A strong auction overall (146 of the 160 lots were sold on the day for a total just over £220,000, with all others getting away via after-sales), it was led by this 12½in (32cm) high tabby cat, modelled, Gallé-style, in a seated upright position with smiling face and applied green glass eyes.

The form comes in a wide variety of different decorative treatments from monochromes to cabbage roses but the naturalistic tones of the tabby is among the most appealing. Wemyss collectors flocked to it and bidding shot to £18,000 (estimate £6000-8000).

The records for Wemyss were set two decades ago when a remarkable £29,000 was bid twice for two sleeping piglets at Sotheby’s in 2004.

However, £18,000 (plus 26% buyer’s premium) is a muscular price for a Wemyss cat, almost matching the £20,000 paid for another tabby as part of the Drambuie collection at Lyon & Turnbull in 2006 and the same sum for a cat decorated with circles and hearts in green against a pink ground at Sotheby’s in 2003.

The Bellamy collection included four Scottish Wemyss felines.

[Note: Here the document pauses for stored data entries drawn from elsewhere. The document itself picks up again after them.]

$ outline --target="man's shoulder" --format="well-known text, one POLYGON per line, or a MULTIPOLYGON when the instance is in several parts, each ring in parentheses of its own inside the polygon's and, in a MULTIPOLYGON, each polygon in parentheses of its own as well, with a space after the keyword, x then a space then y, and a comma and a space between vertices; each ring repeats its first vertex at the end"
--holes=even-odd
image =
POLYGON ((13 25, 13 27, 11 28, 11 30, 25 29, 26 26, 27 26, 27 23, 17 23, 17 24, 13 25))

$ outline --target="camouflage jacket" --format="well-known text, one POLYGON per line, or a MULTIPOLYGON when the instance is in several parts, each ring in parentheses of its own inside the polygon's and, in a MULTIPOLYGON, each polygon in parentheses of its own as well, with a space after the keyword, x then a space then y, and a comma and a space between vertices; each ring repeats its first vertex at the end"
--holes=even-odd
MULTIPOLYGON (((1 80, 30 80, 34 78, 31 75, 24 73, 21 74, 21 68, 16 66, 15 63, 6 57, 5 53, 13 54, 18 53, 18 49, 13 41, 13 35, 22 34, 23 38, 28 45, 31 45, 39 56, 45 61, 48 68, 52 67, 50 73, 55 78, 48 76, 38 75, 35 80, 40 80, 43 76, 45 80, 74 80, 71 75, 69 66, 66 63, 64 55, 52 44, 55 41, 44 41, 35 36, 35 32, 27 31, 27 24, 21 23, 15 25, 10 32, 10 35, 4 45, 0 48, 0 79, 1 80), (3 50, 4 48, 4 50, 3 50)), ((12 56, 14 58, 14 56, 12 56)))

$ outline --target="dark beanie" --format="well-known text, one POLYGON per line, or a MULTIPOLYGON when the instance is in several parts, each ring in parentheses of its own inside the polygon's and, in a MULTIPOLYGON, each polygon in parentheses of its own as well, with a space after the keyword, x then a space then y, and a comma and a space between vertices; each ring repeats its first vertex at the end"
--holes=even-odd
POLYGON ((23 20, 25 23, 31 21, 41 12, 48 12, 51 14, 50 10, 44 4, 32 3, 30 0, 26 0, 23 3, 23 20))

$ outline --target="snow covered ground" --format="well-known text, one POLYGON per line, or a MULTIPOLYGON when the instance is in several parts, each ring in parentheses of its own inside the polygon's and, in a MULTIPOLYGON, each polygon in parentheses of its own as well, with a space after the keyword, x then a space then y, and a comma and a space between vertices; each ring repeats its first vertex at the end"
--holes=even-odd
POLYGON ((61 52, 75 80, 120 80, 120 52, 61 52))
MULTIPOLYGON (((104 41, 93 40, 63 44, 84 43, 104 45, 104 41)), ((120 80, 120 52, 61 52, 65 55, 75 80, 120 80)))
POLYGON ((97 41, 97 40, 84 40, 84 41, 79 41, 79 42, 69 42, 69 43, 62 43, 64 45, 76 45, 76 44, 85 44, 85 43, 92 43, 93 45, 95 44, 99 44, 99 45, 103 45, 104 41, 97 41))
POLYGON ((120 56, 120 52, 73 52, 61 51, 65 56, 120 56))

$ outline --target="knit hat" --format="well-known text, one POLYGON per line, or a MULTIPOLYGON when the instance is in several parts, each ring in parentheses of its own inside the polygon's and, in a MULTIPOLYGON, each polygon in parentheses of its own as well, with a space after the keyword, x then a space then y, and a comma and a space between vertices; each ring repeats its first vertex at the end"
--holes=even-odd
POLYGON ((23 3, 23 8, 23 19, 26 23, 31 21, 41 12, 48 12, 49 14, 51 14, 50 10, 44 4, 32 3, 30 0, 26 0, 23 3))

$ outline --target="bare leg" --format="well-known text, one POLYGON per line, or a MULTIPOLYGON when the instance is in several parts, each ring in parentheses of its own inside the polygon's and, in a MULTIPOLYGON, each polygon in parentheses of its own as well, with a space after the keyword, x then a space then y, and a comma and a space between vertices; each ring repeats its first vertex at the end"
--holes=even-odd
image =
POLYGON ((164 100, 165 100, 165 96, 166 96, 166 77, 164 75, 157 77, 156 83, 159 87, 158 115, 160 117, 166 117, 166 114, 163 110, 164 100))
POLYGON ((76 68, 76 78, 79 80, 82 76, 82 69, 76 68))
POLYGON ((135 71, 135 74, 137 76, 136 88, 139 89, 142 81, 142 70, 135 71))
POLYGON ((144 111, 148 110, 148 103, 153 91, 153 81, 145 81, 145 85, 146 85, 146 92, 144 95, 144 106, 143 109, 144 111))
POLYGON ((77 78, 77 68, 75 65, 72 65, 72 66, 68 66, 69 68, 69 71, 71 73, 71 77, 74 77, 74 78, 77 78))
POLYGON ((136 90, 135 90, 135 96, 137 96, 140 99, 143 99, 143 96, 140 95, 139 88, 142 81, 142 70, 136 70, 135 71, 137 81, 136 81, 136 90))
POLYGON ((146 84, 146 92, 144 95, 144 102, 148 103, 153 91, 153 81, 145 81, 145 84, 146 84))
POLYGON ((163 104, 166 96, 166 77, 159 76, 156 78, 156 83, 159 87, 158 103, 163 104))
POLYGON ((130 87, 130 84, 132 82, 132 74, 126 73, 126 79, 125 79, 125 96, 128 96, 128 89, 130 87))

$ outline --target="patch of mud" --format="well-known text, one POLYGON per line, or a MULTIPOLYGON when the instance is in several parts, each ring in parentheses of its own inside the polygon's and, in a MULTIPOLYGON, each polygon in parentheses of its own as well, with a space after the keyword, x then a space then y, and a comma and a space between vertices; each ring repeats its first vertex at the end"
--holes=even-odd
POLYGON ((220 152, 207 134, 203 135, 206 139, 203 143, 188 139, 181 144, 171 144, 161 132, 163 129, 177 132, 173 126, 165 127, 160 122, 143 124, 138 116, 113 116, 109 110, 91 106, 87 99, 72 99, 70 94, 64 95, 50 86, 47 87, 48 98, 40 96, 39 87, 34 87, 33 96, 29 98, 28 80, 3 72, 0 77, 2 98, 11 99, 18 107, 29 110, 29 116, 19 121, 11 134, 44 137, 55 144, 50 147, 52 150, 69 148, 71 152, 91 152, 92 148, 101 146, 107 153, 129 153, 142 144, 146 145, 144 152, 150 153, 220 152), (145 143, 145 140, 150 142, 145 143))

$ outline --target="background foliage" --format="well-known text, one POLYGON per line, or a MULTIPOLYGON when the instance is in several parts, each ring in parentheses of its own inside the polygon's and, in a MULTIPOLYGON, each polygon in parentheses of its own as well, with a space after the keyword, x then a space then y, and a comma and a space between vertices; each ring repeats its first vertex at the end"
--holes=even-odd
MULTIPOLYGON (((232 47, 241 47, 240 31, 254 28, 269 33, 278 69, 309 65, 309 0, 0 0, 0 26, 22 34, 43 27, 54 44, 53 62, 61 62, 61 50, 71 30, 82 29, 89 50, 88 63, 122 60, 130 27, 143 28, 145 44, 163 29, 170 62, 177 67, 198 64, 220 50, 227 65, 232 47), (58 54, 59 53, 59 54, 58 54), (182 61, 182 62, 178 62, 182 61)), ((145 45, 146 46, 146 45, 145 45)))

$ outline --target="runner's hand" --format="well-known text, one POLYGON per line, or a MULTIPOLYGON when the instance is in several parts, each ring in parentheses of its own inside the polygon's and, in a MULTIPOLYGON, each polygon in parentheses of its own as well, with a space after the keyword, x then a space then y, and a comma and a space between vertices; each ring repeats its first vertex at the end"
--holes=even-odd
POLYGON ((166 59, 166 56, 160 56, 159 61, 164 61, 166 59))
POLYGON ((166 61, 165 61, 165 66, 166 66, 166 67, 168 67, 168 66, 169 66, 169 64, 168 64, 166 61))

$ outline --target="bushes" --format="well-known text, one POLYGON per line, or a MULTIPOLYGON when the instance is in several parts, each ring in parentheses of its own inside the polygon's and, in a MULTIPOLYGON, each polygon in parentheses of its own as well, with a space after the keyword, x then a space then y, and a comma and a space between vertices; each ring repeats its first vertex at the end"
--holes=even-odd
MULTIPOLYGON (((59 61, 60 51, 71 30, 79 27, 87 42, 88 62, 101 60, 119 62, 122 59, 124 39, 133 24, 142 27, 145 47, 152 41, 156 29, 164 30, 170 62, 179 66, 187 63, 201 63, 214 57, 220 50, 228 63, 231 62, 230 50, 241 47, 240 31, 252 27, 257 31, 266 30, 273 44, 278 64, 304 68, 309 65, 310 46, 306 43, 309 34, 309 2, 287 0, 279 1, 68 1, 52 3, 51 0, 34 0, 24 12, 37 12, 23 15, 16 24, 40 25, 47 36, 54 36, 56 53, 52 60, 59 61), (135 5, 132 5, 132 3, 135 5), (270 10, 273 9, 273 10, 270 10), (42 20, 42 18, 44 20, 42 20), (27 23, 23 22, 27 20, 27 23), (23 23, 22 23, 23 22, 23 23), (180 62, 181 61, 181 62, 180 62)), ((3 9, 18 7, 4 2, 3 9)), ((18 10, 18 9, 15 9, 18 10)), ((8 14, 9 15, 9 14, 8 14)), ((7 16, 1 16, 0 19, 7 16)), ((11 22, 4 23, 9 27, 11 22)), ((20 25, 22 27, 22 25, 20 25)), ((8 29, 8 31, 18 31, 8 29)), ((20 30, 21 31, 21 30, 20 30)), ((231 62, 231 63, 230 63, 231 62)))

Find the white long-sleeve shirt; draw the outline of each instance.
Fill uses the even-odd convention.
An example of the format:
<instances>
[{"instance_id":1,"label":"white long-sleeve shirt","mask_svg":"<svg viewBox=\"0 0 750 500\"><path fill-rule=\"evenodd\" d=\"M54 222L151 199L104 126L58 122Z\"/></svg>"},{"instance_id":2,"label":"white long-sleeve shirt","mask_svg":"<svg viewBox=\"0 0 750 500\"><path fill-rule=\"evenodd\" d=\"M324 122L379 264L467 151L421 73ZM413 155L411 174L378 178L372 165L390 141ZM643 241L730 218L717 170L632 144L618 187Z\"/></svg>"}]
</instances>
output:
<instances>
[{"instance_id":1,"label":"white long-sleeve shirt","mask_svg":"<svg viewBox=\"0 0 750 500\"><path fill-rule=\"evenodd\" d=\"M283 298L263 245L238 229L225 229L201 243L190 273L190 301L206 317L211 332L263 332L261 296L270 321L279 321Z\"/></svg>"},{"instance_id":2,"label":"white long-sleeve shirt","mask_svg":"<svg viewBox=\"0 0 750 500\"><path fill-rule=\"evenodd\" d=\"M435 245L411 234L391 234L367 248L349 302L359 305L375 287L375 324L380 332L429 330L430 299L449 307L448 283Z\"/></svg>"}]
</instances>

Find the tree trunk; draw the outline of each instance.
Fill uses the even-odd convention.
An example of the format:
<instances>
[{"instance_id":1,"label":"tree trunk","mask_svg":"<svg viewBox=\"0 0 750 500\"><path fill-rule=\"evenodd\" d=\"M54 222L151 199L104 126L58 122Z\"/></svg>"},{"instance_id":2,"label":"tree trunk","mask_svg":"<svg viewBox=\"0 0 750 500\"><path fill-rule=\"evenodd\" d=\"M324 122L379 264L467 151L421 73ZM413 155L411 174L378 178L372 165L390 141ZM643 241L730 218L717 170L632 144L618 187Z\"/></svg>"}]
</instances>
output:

The other three also took five figures: a marmalade tabby (£11,000), one with black and white sponged decoration (£10,000) and another with Wemyss thistles (£13,000).

Head of sale John Mackie told ATG: “We are delighted with the results of the auction – a near total sell-out and a testament to the years of careful selection by George Bellamy.

Wemyss baluster vase

Wemyss baluster vase decorated with hollyhocks and bees, signed KN 1915 for Karel Nekola, £12,000 at Lyon & Turnbull.

“His Wemyss collection was characterised by its variety and quality of painting, which was something he was particular about, and there were many rare and exceptional examples, built up over nearly 50 years. It was the perfect antidote to the winter weather, a taste of the countryside in the summer, and collectors old and new turned out to buy, which is just what he would have wanted.”